Yet if the Treasurer has a challenge, spare a thought for Rishi Sunak, the man with the same task for Britain’s spring mini-budget just a week earlier than Australia, on March 23.
Britain is experiencing its worst drop in living standards in three decades.
This year food and energy prices are expected to push inflation into double figures. In Australia, inflation is 3.5 per cent. From April 1, the UK energy regulator is raising the energy price cap by 54 per cent which will deliver a hit of more than $1200 a year to the average British household. That could rise again in October.
Brits will also pay a new social and health tax of 1.25 per cent from April. Bread prices are rising. Thirty per cent of worldwide wheat exports come from Russia and Ukraine and in the last two weeks of February wheat futures rose 28 per cent in London.
All of this plays into inflation which Bloomberg Economics in London says could reach 10 per cent in October. As a result the Bank of England is raising interest rates much faster than Australia. A third rise to 0.75 per cent is expected on Thursday and two further rises later in the year.
By comparison the Australian budget task looks 101. The difference is that in Australia this is an election budget.
There will be big spending items. The government’s increasing rhetoric around security resilience demands an increase in the defence budget to around 2.1 per cent of GDP. Defence, the NDIS, aged care and childcare are all structural changes weighing heavily on the budget.
Other big ticket items in the 2022 budget will include skills and infrastructure.
Last week Scott Morrison spoke from quarantine about national economic resilience but there was no mention of Australia’s $1 trillion debt or budget repair.
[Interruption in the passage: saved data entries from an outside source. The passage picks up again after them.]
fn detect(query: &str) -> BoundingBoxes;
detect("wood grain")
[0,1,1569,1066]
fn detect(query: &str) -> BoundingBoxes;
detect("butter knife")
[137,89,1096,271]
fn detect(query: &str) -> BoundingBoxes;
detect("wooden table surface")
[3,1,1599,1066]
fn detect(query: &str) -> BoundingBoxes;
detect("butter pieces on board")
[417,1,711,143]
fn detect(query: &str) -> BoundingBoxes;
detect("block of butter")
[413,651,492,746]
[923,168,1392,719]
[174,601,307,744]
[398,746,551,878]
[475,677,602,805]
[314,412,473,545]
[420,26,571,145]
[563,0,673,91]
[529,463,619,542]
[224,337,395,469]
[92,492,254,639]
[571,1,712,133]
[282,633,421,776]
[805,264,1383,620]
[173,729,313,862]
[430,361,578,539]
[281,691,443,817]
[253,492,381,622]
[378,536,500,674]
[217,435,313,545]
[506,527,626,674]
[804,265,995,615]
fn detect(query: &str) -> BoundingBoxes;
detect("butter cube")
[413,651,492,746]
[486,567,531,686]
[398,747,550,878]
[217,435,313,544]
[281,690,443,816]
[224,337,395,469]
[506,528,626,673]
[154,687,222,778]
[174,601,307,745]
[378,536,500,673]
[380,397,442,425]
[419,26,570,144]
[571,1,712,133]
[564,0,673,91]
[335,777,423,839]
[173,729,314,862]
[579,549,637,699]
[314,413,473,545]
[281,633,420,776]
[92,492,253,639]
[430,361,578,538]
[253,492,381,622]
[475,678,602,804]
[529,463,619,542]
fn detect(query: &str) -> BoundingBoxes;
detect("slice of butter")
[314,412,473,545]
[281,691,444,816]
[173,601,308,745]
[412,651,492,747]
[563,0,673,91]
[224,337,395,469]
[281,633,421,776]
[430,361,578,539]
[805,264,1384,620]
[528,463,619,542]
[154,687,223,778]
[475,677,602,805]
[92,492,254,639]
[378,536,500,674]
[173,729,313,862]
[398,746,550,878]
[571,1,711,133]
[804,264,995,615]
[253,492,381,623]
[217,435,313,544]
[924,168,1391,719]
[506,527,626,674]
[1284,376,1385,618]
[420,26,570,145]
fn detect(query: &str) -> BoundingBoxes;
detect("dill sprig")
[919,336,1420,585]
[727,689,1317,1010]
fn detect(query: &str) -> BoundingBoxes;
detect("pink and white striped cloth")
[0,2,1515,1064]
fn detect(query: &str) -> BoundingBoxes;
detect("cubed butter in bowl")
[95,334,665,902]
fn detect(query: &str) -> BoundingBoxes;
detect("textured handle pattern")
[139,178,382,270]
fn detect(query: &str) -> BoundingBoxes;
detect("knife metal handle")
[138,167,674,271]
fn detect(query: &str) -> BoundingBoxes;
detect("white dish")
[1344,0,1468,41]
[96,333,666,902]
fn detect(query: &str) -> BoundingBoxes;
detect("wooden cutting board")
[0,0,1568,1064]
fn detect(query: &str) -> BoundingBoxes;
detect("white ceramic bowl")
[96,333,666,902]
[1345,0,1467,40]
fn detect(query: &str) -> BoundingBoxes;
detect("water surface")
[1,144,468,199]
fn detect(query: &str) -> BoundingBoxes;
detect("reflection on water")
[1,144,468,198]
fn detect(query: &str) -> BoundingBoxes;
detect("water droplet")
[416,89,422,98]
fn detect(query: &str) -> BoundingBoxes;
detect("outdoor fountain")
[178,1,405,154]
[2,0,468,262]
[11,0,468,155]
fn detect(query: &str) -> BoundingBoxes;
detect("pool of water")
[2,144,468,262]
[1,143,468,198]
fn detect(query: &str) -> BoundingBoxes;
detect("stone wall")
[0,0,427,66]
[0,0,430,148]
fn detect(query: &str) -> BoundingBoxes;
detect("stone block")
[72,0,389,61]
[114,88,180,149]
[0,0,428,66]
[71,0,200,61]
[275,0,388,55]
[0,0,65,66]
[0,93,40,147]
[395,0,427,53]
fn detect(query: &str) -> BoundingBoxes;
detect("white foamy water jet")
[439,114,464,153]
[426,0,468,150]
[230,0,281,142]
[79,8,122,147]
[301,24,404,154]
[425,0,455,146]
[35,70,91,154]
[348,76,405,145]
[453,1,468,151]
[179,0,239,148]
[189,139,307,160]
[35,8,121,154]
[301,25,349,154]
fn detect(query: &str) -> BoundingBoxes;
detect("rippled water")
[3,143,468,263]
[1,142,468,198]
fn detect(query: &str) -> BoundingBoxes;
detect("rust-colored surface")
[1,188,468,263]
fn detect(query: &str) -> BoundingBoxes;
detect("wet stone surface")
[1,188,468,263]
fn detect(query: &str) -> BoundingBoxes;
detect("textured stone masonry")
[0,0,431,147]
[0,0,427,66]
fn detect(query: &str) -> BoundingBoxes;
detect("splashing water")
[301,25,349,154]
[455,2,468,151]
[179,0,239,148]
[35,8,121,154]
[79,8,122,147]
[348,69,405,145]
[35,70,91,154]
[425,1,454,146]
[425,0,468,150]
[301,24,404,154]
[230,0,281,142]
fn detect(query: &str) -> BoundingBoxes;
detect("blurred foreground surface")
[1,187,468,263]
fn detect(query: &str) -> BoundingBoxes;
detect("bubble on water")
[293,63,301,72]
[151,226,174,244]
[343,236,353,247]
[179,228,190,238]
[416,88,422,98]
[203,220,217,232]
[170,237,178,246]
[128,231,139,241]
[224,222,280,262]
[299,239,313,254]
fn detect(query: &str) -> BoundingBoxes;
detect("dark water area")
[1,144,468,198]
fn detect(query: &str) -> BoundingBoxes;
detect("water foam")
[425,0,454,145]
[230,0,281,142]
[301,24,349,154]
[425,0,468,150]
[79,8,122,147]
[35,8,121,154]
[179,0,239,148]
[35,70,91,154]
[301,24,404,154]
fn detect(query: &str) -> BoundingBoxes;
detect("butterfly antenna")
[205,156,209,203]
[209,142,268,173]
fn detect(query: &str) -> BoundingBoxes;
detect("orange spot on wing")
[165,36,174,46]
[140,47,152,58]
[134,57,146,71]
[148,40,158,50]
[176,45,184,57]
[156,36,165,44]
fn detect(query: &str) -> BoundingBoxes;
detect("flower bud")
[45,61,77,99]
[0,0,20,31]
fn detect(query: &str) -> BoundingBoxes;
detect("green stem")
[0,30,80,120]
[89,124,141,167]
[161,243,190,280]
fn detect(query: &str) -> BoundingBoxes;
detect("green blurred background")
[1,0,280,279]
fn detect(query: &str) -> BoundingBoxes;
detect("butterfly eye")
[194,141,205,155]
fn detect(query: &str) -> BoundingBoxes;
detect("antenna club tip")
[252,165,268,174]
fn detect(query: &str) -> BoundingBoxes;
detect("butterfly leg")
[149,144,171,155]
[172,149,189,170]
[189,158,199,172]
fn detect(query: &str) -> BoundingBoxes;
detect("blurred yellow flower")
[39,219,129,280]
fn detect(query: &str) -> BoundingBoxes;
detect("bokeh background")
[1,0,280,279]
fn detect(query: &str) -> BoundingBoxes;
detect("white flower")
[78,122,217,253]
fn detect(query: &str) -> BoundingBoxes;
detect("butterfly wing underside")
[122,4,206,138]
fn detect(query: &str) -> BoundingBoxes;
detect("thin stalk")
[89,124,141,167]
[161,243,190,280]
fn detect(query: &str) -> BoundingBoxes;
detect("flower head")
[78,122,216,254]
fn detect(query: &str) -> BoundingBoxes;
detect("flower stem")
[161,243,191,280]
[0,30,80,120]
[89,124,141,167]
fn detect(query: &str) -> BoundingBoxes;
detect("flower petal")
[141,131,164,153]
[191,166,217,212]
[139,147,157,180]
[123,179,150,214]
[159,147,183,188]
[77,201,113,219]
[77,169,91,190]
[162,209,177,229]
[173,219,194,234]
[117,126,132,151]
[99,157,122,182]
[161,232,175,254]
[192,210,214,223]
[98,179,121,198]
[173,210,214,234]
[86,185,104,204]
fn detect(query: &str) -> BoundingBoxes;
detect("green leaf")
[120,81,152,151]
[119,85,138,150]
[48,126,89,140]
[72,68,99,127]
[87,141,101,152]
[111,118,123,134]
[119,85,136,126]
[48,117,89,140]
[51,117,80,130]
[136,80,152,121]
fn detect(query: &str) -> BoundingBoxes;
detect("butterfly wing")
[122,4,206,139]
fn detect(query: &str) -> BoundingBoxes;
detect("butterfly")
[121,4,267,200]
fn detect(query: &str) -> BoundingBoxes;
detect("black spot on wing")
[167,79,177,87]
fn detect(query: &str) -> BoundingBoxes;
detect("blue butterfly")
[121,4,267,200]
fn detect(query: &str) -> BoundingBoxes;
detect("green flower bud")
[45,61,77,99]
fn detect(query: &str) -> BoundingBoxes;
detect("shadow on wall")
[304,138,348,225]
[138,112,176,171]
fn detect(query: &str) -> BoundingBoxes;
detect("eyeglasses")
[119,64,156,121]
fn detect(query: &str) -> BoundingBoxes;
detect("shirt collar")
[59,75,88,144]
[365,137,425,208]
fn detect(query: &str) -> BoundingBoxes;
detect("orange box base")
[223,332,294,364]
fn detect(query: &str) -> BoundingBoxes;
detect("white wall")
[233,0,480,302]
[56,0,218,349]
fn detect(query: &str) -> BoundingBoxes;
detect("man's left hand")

Last month Mr Frydenberg said it was time to draw some clear lines in the sand on government spending and move things back to a normalised setting when it came to broader assistance packages.
Unemployment is 4.2 per cent. If wages growth does not show clear signs of an uplift soon, the argument for a rate rise to confront inflation gets stronger. It would mean rising interest costs, government debt and the argument for budget repair gets stronger. Wages will need a different solution – a new look at the enterprise bargaining system.
It should be no surprise that this election will be about the cost of living for Australians. That, and health, are what really matters to them.